Any supervised model. Typical choices can be found in the sci-kit learn documentation.

TYPE: ModelT

scorer

A scoring object. If None, the score() method of the model will be used. See scorers for ways to create and compose scorers, in particular how to set default values and ranges. For convenience, a string can be passed, which will be used to construct a SupervisedScorer.

TYPE: Scorer

catch_errors

set to True to catch the errors when fit() fails. This could happen in several steps of the pipeline, e.g. when too little training data is passed, which happens often during Shapley value calculations. When this happens, the scorer's default value is returned as a score and computation continues.

TYPE: bool DEFAULT: True

show_warnings

Set to False to suppress warnings thrown by fit().

TYPE: bool DEFAULT: False

cache_backend

Optional instance of CacheBackend used to memoize results to avoid duplicate computation. Note however, that for most stochastic methods, cache hits are rare, making the memory expense of caching not worth it (YMMV).

TYPE: CacheBackend | None DEFAULT: None

cached_func_options

Optional configuration object for cached utility evaluation.
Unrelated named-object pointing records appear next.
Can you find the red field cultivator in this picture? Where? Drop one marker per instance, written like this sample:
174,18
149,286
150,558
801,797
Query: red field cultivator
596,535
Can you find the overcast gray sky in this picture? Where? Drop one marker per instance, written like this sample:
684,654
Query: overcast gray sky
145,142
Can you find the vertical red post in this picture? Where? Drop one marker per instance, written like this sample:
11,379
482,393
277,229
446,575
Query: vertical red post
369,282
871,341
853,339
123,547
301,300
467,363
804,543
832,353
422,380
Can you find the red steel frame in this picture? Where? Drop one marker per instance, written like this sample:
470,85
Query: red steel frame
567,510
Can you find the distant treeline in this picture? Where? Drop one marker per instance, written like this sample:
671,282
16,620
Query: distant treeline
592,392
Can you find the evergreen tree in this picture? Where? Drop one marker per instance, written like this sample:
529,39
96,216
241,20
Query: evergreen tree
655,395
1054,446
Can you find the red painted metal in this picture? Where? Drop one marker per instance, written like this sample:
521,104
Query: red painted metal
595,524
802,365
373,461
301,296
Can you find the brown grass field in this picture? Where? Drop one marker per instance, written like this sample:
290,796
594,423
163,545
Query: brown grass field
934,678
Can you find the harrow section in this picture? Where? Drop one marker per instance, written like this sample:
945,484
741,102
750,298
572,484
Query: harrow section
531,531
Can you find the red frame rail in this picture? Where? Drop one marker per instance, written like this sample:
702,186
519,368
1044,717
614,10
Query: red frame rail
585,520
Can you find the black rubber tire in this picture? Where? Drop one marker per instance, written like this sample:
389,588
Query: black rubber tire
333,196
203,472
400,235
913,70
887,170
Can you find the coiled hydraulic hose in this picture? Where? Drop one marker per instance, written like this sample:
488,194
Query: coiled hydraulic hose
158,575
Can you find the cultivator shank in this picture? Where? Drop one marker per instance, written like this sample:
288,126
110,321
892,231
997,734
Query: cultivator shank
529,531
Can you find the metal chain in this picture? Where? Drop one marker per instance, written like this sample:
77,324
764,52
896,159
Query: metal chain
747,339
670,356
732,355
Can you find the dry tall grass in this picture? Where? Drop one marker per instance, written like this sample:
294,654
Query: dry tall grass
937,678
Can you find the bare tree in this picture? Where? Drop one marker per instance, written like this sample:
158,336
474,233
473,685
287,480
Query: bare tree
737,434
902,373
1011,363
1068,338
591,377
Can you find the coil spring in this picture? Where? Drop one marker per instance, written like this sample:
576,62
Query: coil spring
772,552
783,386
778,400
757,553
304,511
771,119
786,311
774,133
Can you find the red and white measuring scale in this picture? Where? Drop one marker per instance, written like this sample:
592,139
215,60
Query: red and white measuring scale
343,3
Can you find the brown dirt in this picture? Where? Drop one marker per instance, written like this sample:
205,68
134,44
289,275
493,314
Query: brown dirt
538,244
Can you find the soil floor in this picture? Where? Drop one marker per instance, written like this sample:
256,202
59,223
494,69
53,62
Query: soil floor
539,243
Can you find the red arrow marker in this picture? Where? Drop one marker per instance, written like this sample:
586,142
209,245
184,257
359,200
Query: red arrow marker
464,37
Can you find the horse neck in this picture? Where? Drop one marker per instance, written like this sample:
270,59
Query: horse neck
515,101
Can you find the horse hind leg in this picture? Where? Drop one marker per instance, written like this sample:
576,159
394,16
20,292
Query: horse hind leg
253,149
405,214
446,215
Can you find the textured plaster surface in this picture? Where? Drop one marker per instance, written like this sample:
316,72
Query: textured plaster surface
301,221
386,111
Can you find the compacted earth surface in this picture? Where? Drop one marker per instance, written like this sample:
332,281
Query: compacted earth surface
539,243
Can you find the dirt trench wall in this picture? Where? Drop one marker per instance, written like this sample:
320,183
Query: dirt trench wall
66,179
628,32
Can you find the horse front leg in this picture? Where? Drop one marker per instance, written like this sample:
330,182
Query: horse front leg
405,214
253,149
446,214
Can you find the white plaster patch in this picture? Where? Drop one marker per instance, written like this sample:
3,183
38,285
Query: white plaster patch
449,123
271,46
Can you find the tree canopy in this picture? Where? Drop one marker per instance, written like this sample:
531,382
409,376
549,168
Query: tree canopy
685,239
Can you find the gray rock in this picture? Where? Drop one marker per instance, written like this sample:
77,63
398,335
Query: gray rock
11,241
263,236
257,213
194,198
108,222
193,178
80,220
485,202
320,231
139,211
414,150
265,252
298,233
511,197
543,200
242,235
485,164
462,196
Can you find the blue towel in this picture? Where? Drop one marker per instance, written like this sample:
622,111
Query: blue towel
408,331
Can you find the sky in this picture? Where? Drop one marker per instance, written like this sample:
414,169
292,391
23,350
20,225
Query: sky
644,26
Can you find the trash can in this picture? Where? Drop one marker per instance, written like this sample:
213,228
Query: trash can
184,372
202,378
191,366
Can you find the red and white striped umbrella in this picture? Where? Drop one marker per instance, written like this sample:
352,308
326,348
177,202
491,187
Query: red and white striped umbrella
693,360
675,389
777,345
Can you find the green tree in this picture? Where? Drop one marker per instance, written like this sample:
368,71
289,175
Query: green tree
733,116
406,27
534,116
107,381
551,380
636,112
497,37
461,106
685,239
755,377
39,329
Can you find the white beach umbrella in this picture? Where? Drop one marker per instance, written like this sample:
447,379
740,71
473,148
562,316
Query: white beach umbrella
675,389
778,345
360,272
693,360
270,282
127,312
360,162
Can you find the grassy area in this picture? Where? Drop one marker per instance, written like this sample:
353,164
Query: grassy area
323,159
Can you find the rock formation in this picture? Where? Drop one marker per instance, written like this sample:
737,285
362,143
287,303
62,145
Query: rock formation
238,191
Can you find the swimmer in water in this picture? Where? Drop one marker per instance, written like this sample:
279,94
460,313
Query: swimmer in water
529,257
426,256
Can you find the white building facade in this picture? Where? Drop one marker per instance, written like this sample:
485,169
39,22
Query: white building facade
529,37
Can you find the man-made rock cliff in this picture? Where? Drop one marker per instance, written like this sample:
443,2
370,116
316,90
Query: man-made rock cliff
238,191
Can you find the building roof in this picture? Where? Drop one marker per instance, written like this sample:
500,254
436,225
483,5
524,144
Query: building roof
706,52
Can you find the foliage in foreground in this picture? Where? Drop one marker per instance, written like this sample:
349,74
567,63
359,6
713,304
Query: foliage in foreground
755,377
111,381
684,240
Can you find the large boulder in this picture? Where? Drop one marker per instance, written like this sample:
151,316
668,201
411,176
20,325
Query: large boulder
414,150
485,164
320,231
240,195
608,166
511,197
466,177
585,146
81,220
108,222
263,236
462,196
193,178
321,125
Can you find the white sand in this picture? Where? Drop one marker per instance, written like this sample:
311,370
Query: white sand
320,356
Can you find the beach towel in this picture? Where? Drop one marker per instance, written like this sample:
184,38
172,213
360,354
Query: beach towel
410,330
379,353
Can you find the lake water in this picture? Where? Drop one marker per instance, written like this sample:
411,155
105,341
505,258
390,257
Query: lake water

TYPE: CachedFuncConfig | None DEFAULT: None

clone_before_fit

If True, the model will be cloned before calling fit().

TYPE: bool DEFAULT: True

Example
>>> from pydvl.valuation.utility import ModelUtility, DataUtilityLearning
>>> from pydvl.valuation.dataset import Dataset
>>> from sklearn.linear_model import LinearRegression, LogisticRegression
>>> from sklearn.datasets import load_iris
>>> train, test = Dataset.from_sklearn(load_iris(), random_state=16)
>>> u = ModelUtility(LogisticRegression(random_state=16), Scorer("accuracy"))
>>> u(Sample(subset=dataset.indices))
0.9

With caching enabled:

>>> from pydvl.valuation.utility import ModelUtility, DataUtilityLearning
>>> from pydvl.valuation.dataset import Dataset
>>> from pydvl.utils.caching.memory import InMemoryCacheBackend
>>> from sklearn.linear_model import LinearRegression, LogisticRegression
>>> from sklearn.datasets import load_iris
>>> train, test = Dataset.from_sklearn(load_iris(), random_state=16)
>>> cache_backend = InMemoryCacheBackend()
>>> u = ModelUtility(LogisticRegression(random_state=16), Scorer("accuracy"), cache_backend=cache_backend)
>>> u(Sample(subset=train.indices))
0.9
Source code in src/pydvl/valuation/utility/modelutility.py
def __init__(
    self,
    model: ModelT,
    scorer: Scorer,
    *,
    catch_errors: bool = True,
    show_warnings: bool = False,
    cache_backend: CacheBackend | None = None,
    cached_func_options: CachedFuncConfig | None = None,
    clone_before_fit: bool = True,
):
    self.clone_before_fit = clone_before_fit
    self.model = self._maybe_clone_model(model, clone_before_fit)
    self.scorer = scorer
    self.catch_errors = catch_errors
    self.show_warnings = show_warnings
    self.cache = cache_backend
    if cached_func_options is None:
        cached_func_options = CachedFuncConfig()
    # TODO: Find a better way to do this.
    if cached_func_options.hash_prefix is None:
        # FIX: This does not handle reusing the same across runs.
        cached_func_options.hash_prefix = str(hash((model, scorer)))
    self.cached_func_options = cached_func_options
    self._initialize_utility_wrapper()

training_data property

training_data: Dataset | None

Retrieves the training data used by this utility.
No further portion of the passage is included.